Dan Rather, the featured correspondent and former CBS Evening News, keeps a gig -- he'll be reporting for the main 60 Minutes show.
An excerpt from the NYT story:
Mr. Moonves acted in the midst of a particularly volatile period in the Wednesday program's history. Eight months ago, the program touched off a journalistic firestorm by broadcasting a report critical of President Bush's Vietnam-era military service - a segment that was based on documents the network later acknowledged it could not authenticate. And yet, two days ago, the program received one of the top awards in broadcast journalism for an earlier, groundbreaking report about the Abu Ghraib prison abuses.

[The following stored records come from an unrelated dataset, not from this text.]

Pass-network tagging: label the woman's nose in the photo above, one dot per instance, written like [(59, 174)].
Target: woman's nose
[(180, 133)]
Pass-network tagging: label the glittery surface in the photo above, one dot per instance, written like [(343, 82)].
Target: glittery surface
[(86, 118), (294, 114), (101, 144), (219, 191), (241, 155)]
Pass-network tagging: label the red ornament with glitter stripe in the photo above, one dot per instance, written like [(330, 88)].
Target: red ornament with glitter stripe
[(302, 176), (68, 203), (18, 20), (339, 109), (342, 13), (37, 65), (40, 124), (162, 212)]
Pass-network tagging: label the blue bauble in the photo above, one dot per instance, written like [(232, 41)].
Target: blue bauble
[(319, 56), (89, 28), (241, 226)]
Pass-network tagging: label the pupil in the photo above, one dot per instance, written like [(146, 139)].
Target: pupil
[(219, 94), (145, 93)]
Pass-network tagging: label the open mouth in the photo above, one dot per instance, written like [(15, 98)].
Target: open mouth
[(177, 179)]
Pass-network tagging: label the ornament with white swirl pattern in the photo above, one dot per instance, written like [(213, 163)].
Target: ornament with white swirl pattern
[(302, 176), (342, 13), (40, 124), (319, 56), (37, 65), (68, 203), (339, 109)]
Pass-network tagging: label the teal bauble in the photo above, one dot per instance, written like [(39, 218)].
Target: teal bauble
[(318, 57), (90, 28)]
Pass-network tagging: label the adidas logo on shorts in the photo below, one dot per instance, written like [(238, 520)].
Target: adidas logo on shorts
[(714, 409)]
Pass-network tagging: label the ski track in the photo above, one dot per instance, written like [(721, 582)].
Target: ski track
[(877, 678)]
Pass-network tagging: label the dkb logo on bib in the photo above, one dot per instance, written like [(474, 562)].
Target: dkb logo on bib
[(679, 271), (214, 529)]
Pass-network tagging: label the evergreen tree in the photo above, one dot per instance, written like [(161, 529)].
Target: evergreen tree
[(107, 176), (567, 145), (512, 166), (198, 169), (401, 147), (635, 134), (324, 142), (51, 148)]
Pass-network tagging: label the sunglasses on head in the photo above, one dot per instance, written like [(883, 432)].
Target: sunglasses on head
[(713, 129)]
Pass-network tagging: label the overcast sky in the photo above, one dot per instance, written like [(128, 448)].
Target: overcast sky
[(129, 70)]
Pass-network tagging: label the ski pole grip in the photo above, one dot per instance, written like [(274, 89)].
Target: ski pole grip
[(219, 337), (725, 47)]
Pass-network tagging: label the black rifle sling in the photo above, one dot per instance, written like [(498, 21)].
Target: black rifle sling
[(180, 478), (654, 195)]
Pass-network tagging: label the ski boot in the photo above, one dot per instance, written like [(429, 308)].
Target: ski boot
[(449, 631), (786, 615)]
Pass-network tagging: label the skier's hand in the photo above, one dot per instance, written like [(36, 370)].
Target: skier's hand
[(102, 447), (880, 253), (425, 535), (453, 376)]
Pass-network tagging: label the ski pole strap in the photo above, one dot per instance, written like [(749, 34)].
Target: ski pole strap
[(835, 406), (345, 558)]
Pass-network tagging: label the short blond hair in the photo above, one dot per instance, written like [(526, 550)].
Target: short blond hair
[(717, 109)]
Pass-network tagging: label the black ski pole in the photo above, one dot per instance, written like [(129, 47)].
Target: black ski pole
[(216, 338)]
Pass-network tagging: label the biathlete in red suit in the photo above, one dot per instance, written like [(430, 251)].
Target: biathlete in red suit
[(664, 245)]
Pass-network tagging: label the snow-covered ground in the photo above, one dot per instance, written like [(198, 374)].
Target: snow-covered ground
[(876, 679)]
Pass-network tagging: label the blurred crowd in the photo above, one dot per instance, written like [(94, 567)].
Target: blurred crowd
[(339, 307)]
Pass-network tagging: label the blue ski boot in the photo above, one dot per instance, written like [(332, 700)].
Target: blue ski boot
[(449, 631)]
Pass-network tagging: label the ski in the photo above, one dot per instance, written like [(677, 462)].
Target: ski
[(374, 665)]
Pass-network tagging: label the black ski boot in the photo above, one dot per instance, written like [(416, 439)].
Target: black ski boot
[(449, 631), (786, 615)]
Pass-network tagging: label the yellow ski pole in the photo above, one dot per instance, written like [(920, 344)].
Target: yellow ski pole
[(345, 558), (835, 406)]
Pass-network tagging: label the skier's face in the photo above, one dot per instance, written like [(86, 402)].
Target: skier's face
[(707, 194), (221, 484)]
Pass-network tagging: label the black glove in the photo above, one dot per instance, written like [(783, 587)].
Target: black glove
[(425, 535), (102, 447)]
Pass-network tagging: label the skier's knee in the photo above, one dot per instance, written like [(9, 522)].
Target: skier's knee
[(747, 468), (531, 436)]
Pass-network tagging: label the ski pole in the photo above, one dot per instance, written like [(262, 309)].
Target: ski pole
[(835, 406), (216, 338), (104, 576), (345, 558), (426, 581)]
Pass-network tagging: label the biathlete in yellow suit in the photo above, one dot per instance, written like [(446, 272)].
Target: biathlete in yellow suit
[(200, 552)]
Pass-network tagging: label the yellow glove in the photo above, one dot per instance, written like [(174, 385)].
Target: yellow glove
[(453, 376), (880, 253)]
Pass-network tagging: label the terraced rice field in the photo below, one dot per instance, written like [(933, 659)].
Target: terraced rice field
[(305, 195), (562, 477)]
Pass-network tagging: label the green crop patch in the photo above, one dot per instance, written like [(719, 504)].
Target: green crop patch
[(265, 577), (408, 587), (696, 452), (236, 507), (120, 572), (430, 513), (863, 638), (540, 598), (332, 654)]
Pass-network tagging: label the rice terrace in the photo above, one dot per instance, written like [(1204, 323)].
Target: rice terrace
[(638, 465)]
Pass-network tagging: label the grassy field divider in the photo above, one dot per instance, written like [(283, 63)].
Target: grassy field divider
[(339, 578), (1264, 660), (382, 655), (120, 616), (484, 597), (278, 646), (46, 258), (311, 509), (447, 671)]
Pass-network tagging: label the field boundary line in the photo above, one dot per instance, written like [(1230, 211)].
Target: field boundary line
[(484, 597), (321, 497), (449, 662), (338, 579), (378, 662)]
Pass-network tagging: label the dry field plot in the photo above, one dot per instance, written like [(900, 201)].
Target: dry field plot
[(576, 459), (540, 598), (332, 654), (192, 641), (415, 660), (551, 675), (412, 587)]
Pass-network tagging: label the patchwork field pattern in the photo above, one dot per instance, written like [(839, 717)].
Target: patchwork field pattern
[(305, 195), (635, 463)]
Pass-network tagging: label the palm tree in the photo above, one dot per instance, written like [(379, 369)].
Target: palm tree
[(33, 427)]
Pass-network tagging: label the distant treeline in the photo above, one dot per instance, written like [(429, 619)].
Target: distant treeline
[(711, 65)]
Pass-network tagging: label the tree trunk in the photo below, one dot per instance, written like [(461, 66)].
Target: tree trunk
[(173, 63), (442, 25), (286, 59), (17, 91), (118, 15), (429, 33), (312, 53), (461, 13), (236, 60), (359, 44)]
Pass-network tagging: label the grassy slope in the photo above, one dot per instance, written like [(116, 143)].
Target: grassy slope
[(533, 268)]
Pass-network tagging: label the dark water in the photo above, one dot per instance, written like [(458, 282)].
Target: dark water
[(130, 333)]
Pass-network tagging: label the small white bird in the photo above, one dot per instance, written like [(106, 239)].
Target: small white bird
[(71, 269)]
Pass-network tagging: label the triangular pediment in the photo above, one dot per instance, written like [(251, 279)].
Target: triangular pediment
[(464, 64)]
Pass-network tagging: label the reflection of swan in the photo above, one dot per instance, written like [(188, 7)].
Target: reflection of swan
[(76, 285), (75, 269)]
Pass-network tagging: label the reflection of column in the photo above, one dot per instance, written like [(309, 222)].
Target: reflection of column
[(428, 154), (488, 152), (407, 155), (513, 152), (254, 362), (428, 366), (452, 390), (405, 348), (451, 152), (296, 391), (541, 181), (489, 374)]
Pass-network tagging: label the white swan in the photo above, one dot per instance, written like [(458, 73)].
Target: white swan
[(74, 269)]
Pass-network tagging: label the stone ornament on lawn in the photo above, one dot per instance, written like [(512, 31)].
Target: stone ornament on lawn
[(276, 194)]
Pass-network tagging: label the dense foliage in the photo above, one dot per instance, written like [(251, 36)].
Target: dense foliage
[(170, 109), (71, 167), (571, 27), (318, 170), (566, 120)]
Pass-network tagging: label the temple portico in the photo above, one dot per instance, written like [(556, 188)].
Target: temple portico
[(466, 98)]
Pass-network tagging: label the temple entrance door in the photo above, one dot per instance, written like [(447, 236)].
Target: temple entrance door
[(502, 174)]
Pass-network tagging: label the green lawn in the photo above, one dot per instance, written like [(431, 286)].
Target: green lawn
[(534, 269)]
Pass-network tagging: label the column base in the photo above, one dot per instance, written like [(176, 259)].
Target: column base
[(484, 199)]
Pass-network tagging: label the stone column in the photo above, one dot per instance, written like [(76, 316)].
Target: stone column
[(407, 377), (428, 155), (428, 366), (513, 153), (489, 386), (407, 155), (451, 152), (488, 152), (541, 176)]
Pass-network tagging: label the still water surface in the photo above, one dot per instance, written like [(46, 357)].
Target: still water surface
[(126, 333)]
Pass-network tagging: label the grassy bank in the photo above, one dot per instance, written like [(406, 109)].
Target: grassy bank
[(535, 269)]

Mr. Moonves announced the cancellation at a breakfast meeting with journalists before presenting the network's fall schedule to advertisers. He said he was canceling the program not because of the report on Mr. Bush - which, an outside panel concluded, was rushed onto the air in an effort to beat competitors - but because the Wednesday edition of "60 Minutes" was among the least-watched shows on CBS's prime-time schedule and drew an audience older than advertisers generally sought.
This season, its competition on Wednesday nights had principally consisted of the hit ABC drama "Lost," which drew an average of 15.6 million viewers each weeknight, nearly twice as many as the weekday "60 Minutes," according to Nielsen Media Research.
"This was a ratings call and not a content call," Mr. Moonves said. "I know that's a question."
The cancellation of the newsmagazine, which had a full-time staff of about 75 correspondents, editors, producers and technicians, is expected to set off a high-stakes game of musical chairs within a once-vaunted news division still feeling the effects of layoffs more than a decade ago. Some people may find work on other programs, but they could in the process dislodge other colleagues from their jobs on those shows, depending on seniority.